Fire safety for exposed steel structures in buildings
ASP Fire CEO Michael van Niekerk

Exposed steel structures refer to the steel components within a building that are not sprinkler protected, covered or encased by other materials. These structures are often found inside buildings, such as the steel framework supporting floors and roofs in large warehouses or commercial buildings.

Steel is a common material in construction due to its strength and durability. However, it has a critical weakness when exposed to high temperatures above the critical temperature of the steel cross section.

When steel reaches around 450°C to 550°C, its molecular structure changes, making it plastic-like and losing its strength. This phenomenon can lead to structural failures, as the once rigid steel becomes unable to support loads, causing collapses.

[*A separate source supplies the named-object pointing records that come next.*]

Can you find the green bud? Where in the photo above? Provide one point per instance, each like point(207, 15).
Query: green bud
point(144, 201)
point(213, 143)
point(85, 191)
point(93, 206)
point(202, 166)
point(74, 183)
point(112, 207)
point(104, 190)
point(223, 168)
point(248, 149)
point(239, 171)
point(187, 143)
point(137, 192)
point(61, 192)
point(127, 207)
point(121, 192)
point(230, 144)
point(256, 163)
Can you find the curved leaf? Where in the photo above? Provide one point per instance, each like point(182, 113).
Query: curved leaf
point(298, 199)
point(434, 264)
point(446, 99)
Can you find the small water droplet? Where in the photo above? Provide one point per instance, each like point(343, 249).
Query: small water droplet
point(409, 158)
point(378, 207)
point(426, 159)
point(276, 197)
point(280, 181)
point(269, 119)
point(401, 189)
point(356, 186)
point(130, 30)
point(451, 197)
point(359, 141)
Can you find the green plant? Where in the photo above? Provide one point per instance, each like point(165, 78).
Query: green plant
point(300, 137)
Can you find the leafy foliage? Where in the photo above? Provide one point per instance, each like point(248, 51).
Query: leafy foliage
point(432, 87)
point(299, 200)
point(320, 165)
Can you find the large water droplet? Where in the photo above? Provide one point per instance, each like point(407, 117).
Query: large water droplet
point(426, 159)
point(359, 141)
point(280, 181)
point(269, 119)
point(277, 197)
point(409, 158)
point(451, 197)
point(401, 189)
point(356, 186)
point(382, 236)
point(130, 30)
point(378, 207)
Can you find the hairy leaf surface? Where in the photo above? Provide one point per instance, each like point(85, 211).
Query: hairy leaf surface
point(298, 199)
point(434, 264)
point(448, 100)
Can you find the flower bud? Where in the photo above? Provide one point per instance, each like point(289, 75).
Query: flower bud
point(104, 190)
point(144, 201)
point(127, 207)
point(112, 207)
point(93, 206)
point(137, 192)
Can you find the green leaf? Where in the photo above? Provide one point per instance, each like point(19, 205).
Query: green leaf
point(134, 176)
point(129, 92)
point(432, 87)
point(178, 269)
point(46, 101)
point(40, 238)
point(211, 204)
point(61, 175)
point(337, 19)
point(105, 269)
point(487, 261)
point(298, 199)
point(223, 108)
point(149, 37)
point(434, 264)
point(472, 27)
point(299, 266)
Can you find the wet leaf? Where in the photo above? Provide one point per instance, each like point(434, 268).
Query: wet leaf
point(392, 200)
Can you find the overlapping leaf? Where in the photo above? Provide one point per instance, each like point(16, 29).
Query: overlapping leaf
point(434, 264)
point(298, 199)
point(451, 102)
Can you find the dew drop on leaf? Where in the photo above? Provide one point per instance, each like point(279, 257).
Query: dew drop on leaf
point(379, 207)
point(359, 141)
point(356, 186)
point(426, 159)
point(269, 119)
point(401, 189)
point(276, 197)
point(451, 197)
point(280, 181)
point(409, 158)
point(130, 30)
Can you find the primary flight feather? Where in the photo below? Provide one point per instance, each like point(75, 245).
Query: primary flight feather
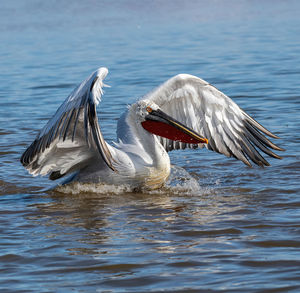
point(184, 112)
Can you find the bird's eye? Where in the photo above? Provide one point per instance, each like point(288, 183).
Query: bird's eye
point(149, 109)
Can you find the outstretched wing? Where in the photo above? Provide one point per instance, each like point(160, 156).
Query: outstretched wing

For example, during the collapse of the World Trade Center towers, the steel core failed due to extreme heat that weakened critical supports, leading to the buildings’ ultimate collapse, notes ASP Fire CEO Michael van Niekerk. Such fire risks can be mitigated by implementing the following measures:

  • Sprinkler systems: To protect steel structures from reaching critical temperatures, buildings are often equipped with sprinkler systems to help keep the steel cool during a fire.
  • Smoke ventilation: Proper smoke ventilation can help remove hot gases from a building, preventing the internal temperature from rising to levels that could compromise the steel structure.
  • Intumescent paint: This special paint expands when exposed to heat, forming an insulating layer that protects the steel from high temperatures.
  • Cladding and encasing: Steel can be clad in fire-rated boards, encased in concrete, or other fire-resistant materials to enhance its fire resistance.

For buildings, especially older ones that may not meet current fire safety standards, retrofitting options are available, points out van Niekerk. Intumescent paint can be sprayed onto existing steel structures, or they can be boarded up with fire-resistant materials. This process is relatively cost-effective and can significantly enhance the fire safety of older buildings, such as those in Johannesburg’s CBD.

Involving fire safety experts like ASP Fire during the design phase of a building can help address potential fire risks early on, ensuring that all fire safety measures are integrated into the construction plan. This proactive approach not only enhances safety but can also be cost-effective in the long run by preventing expensive retrofits and ensuring compliance with safety standards like SANS 1440.